Viel gefährlicher für die Royals wäre ein neuer Skandal, wie es ihn um Charles' Bruder Prinz Andrew gab. Er ist kaum noch öffentlich zu sehen, seitdem ihm eine US-Amerikanerin vorwarf, sie vor gut 20 Jahren als Teenagerin sexuell missbraucht zu haben. Ein Zivilprozess in den USA wurde angeblich gegen eine Millionenzahlung vermieden. Ein ähnliches Kaliber würde aber viele Untertanen glauben lassen, dass es sich bei Andrew nicht um einen Einzelfall, sondern um ein institutionelles Problem handele, sagte Prescott.

Zweitens: die Demografie. Dass sich junge Leute in Umfragen gegen die Monarchie aussprechen, ist nicht neu. Mittlerweile scheinen aber immer mehr Menschen diese Haltung beizubehalten, wenn sie älter werden. Die politische Stabilität und wirtschaftliche Sicherheit, die viele mit der 70-jährigen Regentschaft von Charles' Mutter Queen Elizabeth II. verbunden hätten, sei vorbei, sagte Prescott. Die aktuellen Probleme mit hohen Steuern und Lebenskosten würden auch mit dem König verbunden - da er nunmal das Staatsoberhaupt ist.

Mit William und Kate gibt es zudem nur zwei aktive jüngere Royals. Doch sie werden von vielen als zu langweilig empfunden.

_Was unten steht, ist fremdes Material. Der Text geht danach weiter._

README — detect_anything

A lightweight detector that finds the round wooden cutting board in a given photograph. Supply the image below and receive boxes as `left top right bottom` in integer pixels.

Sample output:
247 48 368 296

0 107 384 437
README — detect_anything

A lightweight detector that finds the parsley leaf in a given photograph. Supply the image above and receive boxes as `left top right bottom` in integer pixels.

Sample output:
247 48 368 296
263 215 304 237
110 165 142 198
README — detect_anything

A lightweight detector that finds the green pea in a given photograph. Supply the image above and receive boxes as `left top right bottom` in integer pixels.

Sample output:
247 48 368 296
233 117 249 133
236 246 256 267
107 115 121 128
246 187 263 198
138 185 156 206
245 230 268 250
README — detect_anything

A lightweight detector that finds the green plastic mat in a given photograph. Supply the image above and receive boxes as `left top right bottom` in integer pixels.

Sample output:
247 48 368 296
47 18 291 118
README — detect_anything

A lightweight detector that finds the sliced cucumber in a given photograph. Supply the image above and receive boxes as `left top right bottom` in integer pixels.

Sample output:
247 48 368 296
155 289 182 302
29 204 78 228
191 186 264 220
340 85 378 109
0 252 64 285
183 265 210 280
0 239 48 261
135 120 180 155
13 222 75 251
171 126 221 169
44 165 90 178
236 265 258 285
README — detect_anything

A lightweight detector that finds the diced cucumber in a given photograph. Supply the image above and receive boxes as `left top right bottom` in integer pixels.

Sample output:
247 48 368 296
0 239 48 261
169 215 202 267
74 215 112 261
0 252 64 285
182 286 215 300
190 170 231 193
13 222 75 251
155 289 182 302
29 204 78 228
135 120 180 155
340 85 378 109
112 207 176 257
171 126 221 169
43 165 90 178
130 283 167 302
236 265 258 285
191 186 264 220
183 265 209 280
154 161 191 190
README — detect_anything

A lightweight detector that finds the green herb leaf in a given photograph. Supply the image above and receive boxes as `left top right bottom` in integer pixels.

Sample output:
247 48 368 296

Mit Harry und Meghan sind zwei mögliche Repräsentanten, die auch mal neue Wege einschlagen konnten, weggebrochen, wie Prescott sagte.

Viele Menschen seien zudem einfach «royals-satt». Von Williams und Kates Hochzeit 2011 bis zur Krönung von Charles im Mai 2023 hätten die Briten mehr als ein Jahrzehnt voller königlicher Dröhnung erlebt, so Prescott. «Die Royal Family muss wieder langweilig werden, lediglich ihr Ding abspulen und sich von Streitigkeiten so gut wie möglich fernhalten.» Bleibt aus Sicht des Palasts nur eine Sorge: die Unberechenbarkeit des Paares Meghan und Harry.